The Williamsburg waterfront was a wall of industry over one hundred years ago and of a most combustible kind.
Manhattan had waterfront industry as well, but it was leveraged with rising skyscrapers. For instance, from the Williamsburg Bridge — not a decade old in 1912 — one could see the nearly-completed Woolworth Building emerging from the downtown skyline. When one turned to the Brooklyn side, however, you were greeted only with towers of belching smokestacks from warehouses and factories, dark, sooty and noxious.
Immediately north of the bridge was the Domino sugar plant, a remnant of William Havemeyer’s century-old sugar concern. Nearby were the oil tanks and plants of Standard Oil, coal yards, concrete warehouses, gas reservoirs and even a marine freight terminal, with storage warehouses with grain and hay. Many workers of these factories actually lived close by in tenements along Kent Avenue.
And right in the middle of all that was the United Sulphur Company*, at Kent Avenue and North 10th Street. On the afternoon of November 25, 1912, an explosion here at the sulphur plant threatened to destroy the entire waterfront.
At right: Headline from the New York Tribune, November 26, 1912
Imagine both the sights and the smells of an exploding sulphur factory. Over 5,000 tons of crude sulphur were ignited, created a blast so powerful that some employees were literally blown into the river. Others were trapped in “suffocating fumes” and collapsed.
Newspaper reports made note of various acts of “unselfish heroism” as trained employees “plunge[d] into the yellow glare, shot with blue sulphur flame” to rescue unconscious co-workers.
Two more explosions spread the fire over three blocks, showering fiery embers into the hay bales over at the Brooklyn Eastern District Terminal building and endangering the nearby oil and gas tanks.
Fire alarms rang throughout the entire city, as firefighters from other boroughs soon arrived to help combat the blaze. This was the second time in history that a ‘borough call‘ — essentially, all hands on deck — had ever been made since the consolidation of New York in 1898.
The first would have been fresh on the minds of firefighters rushing to the scene — the devastating blaze at the Equitable Building (in Manhattan, at 120 Broadway) which had killed six people that January. It appears the borough call was not yet in place or was simply not called in 1911, when the fire at the Triangle Factory Fire killed 146 workers.
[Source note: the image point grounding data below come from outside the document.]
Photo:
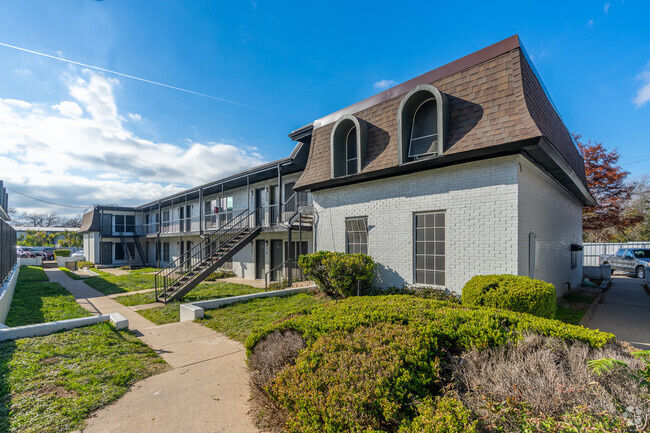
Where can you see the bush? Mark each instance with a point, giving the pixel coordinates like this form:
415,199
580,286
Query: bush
279,285
511,292
220,273
369,361
447,415
338,274
357,381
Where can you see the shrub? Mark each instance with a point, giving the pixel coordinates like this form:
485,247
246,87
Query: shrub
279,285
370,360
338,273
220,273
362,380
511,292
447,414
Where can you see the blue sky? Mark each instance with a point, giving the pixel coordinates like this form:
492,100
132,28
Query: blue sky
110,139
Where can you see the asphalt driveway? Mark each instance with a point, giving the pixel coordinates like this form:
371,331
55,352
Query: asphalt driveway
625,312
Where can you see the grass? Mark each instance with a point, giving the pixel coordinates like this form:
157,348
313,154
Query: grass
110,284
238,321
70,274
573,306
52,383
170,313
37,301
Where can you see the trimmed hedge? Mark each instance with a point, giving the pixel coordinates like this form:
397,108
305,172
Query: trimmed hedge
511,292
338,274
369,361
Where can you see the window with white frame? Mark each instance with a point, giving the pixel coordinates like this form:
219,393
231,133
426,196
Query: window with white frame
347,146
424,133
430,248
356,235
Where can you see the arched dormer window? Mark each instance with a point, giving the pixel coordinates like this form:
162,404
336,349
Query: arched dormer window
347,146
422,122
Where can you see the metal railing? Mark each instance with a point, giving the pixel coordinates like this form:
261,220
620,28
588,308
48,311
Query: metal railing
210,246
296,272
7,250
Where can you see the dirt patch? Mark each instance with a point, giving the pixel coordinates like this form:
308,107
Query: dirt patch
57,391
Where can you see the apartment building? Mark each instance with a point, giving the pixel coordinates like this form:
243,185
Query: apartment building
467,169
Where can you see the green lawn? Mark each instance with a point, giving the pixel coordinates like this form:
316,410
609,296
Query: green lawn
70,274
573,306
170,312
238,321
110,284
52,383
37,301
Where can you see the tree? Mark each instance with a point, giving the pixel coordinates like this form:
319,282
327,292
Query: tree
607,183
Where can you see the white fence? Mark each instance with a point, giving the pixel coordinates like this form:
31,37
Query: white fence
591,251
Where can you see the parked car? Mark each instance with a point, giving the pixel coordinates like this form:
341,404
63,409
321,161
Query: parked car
632,260
20,252
49,253
27,251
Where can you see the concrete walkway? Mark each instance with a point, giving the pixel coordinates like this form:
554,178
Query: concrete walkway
206,390
625,312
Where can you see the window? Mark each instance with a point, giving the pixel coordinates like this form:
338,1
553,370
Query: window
119,223
430,248
424,134
356,235
347,147
165,251
421,123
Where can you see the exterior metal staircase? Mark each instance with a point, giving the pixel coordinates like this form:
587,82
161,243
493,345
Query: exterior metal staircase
184,273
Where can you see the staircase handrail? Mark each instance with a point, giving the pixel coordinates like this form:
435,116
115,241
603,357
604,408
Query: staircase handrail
172,267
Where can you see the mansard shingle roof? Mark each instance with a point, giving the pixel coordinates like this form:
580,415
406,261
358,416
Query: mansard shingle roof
495,99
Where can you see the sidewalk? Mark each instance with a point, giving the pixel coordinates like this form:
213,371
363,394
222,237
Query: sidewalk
206,390
625,312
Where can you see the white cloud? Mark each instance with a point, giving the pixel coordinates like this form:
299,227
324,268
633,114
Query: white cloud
643,94
57,153
135,117
69,109
384,84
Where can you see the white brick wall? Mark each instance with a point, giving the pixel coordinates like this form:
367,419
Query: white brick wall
555,217
480,200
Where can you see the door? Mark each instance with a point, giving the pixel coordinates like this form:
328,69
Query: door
276,260
181,219
107,224
259,203
260,259
106,253
273,204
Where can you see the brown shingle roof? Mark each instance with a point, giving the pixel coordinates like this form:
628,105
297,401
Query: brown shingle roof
494,99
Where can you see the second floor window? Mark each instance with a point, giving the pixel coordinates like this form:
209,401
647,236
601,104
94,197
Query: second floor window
424,133
356,235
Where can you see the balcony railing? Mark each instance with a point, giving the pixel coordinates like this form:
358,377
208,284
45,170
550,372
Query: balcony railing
267,216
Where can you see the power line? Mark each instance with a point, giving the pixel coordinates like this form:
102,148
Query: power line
180,89
45,201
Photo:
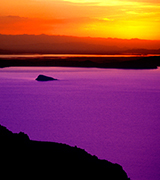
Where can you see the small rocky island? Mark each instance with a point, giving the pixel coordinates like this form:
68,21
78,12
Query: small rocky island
22,157
44,78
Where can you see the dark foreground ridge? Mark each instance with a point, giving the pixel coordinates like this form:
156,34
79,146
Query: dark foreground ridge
44,78
22,157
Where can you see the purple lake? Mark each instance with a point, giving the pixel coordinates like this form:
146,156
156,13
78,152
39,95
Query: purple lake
111,113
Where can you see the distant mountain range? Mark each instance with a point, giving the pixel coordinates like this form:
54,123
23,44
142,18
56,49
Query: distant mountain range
43,44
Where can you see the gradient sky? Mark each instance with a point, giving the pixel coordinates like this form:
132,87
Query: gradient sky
117,18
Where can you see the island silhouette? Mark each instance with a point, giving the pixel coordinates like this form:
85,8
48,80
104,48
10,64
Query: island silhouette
23,157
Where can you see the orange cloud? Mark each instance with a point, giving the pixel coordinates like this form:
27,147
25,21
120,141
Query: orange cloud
104,18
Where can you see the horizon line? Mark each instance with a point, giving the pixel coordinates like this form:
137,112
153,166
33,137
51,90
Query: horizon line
92,37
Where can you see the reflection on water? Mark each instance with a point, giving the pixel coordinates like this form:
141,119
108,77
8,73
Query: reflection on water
111,113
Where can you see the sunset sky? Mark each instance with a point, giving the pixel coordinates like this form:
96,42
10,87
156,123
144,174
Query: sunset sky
116,19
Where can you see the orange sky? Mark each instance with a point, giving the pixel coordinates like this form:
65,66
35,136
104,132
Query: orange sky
117,18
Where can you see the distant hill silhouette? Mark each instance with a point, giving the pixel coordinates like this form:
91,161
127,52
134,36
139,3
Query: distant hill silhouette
22,157
75,45
150,62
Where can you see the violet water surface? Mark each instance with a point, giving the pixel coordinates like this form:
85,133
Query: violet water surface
111,113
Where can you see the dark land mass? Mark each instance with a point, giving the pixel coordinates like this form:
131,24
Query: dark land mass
45,78
25,158
150,62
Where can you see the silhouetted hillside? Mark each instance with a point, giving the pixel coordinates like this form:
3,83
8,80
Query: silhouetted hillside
22,157
75,45
100,62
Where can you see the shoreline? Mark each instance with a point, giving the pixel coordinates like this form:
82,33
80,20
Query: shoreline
140,62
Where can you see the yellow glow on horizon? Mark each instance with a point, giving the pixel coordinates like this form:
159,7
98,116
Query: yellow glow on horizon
103,18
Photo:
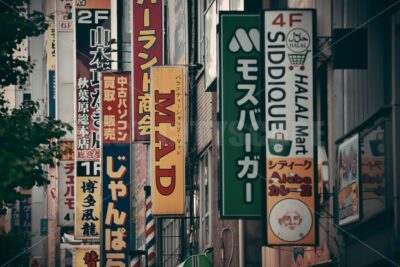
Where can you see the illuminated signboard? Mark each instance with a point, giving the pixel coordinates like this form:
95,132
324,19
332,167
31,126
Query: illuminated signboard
291,188
116,160
168,86
240,108
147,32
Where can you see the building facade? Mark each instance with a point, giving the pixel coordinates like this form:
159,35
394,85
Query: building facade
357,98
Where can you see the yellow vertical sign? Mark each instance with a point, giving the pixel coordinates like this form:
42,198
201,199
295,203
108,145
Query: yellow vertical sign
168,85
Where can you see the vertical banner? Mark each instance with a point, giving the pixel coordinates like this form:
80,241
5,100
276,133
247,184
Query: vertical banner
66,185
168,87
349,180
65,15
116,160
92,55
291,154
51,69
147,51
88,200
240,127
87,256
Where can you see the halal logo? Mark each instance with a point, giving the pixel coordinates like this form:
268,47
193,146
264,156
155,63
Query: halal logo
247,41
298,40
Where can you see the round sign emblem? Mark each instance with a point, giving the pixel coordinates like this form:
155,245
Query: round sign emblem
298,40
290,220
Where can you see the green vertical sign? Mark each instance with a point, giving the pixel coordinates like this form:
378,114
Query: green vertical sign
240,109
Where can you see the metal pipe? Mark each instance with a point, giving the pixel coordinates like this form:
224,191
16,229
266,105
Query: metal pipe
241,243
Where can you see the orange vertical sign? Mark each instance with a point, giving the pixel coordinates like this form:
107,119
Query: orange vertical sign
168,85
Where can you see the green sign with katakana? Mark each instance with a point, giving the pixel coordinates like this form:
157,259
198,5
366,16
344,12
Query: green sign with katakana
240,120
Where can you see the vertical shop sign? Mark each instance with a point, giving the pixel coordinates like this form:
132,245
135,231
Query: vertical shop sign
88,200
147,52
66,185
349,180
25,210
168,87
240,106
51,69
291,154
92,56
93,35
116,150
87,256
65,15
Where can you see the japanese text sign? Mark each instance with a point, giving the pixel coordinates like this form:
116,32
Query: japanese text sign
93,35
88,200
66,187
65,15
291,188
116,107
147,51
349,180
116,150
240,106
168,87
87,256
66,199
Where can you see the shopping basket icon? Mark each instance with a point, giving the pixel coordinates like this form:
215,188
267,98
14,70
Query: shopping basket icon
297,60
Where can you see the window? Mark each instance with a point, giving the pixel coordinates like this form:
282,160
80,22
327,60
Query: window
205,179
171,243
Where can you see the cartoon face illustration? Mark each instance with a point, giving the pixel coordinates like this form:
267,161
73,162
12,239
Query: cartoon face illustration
290,220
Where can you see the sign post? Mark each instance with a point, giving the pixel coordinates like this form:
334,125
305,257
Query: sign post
240,108
291,154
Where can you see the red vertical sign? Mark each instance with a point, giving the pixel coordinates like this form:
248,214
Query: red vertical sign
147,52
116,150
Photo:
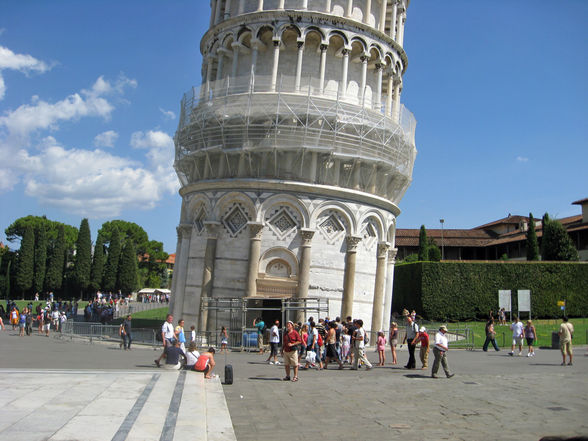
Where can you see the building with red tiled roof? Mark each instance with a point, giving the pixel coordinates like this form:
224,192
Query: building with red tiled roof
491,241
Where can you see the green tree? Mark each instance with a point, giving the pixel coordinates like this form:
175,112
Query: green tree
26,259
433,251
556,244
127,273
98,264
83,259
54,275
532,244
423,245
16,230
40,258
112,262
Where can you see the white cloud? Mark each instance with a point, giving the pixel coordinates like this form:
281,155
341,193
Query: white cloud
106,139
40,114
19,62
168,114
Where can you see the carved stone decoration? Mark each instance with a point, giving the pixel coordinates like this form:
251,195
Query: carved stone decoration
352,242
383,250
255,230
307,236
235,221
392,254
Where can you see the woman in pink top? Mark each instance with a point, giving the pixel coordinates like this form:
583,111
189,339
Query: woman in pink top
381,344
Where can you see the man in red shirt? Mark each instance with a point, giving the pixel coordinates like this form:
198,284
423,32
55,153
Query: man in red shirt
423,338
292,340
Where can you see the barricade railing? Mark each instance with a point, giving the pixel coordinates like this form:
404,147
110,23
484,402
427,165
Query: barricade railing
97,331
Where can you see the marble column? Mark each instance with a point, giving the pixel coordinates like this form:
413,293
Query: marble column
368,11
185,231
323,67
227,9
382,27
393,20
255,230
299,65
236,48
364,60
349,276
349,9
304,268
345,68
275,65
213,6
378,303
378,98
212,228
388,290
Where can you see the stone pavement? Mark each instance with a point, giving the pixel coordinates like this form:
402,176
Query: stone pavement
59,390
492,396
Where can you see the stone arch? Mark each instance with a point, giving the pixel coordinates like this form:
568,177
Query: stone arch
288,200
347,217
378,220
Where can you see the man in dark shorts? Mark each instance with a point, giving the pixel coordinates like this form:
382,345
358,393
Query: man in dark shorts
331,341
205,363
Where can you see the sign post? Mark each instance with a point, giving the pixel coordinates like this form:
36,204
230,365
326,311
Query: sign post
504,301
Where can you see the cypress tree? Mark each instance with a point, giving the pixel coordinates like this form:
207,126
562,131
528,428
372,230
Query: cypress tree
112,262
532,244
83,260
54,275
98,264
423,245
26,259
127,274
40,258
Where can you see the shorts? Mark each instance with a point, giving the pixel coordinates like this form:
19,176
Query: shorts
332,351
291,358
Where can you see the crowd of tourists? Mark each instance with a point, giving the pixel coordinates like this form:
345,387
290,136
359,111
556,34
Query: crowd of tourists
47,316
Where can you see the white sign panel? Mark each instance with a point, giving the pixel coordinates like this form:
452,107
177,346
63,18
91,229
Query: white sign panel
524,296
504,299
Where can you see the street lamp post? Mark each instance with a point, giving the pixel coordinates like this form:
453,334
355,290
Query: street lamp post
442,241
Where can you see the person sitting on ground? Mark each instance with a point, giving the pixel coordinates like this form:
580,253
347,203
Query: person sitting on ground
192,355
206,363
172,356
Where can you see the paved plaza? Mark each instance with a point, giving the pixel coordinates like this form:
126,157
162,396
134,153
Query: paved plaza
61,390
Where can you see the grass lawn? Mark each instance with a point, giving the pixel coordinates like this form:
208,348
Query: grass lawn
544,329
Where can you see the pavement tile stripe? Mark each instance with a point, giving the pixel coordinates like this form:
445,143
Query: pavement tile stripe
127,424
172,414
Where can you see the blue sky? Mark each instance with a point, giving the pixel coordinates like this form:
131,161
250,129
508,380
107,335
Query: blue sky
90,93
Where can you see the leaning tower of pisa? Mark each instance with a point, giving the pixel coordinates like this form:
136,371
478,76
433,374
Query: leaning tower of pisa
293,155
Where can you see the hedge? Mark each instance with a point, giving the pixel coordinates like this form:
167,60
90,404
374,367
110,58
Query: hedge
451,291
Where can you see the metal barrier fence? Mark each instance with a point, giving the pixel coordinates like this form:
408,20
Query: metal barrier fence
98,331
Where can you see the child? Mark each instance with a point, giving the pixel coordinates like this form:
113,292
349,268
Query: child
381,345
345,346
224,339
192,334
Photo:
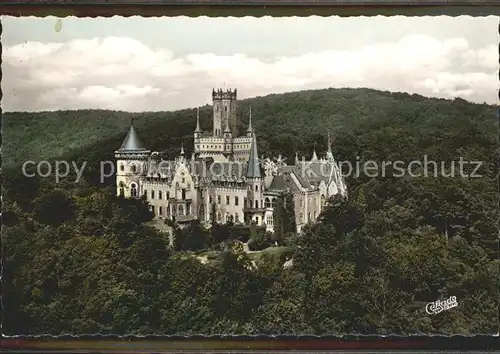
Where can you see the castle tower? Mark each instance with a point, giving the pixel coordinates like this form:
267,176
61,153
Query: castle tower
131,165
254,209
228,139
329,154
224,109
250,128
197,132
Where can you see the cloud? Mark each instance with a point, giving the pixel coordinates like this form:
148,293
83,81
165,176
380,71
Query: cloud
125,74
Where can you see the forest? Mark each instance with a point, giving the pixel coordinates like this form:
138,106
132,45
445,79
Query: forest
79,260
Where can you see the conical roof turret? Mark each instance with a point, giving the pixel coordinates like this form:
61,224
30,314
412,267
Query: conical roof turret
315,156
198,129
253,170
132,143
329,154
250,128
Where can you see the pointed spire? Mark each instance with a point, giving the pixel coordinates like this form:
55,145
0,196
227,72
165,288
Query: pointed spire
250,128
329,154
253,169
198,129
132,141
226,128
315,156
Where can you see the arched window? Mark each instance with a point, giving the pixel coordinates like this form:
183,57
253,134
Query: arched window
133,190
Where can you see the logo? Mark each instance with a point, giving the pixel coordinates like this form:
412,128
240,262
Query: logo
433,308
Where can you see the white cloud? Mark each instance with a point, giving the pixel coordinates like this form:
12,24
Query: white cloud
123,73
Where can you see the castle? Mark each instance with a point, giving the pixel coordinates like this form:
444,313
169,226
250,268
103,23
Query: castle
225,178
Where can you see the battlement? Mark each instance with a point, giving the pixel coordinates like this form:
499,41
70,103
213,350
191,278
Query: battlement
220,94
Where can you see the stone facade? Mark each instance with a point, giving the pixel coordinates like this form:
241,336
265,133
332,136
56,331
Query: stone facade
224,178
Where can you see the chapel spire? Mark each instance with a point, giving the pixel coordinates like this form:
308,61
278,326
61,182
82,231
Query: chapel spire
198,129
253,170
329,154
250,128
132,142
“This was the hardest fire of its sort I ever experienced,” said New York fire chief John Kenlon of the blaze. Taking seven hours to fully extinguish, the inferno was made worse by the billowing sulfurous fumes which knocked out more than a few firemen and at least four fire horses.
One benefit of the burning sulphur: it smelled so rancid that residents of tenements in the surrounding neighborhood fled early from the smell. A good thing, as the flames eventually destroyed a tenement on Berry Street. A local saloon also caught fire from wisps of burning hay.
Below: An almost abstract photo of the fire from the Tribune.
Hundreds of spectators watched the blaze from the vantage of the Williamsburg Bridge, the sulphur created a thick curtain of smoke; the New York Times claimed that “the flames showed like dancing green sprites through the fog of gas and smoke.”
Unbelievably, despite dire headlines — ‘DEAD IN RUINS OF BROOKLYN FIRE‘ — it appears there were no deaths due to the blaze, but dozens of injuries. It was a true test of the consolidated New York Fire Department, and one they ably passed.
*’Sulfur’ is the more preferred spelling today, but as the original company used the British spelling ‘sulphur’, I have continued that spelling throughout the article for consistency.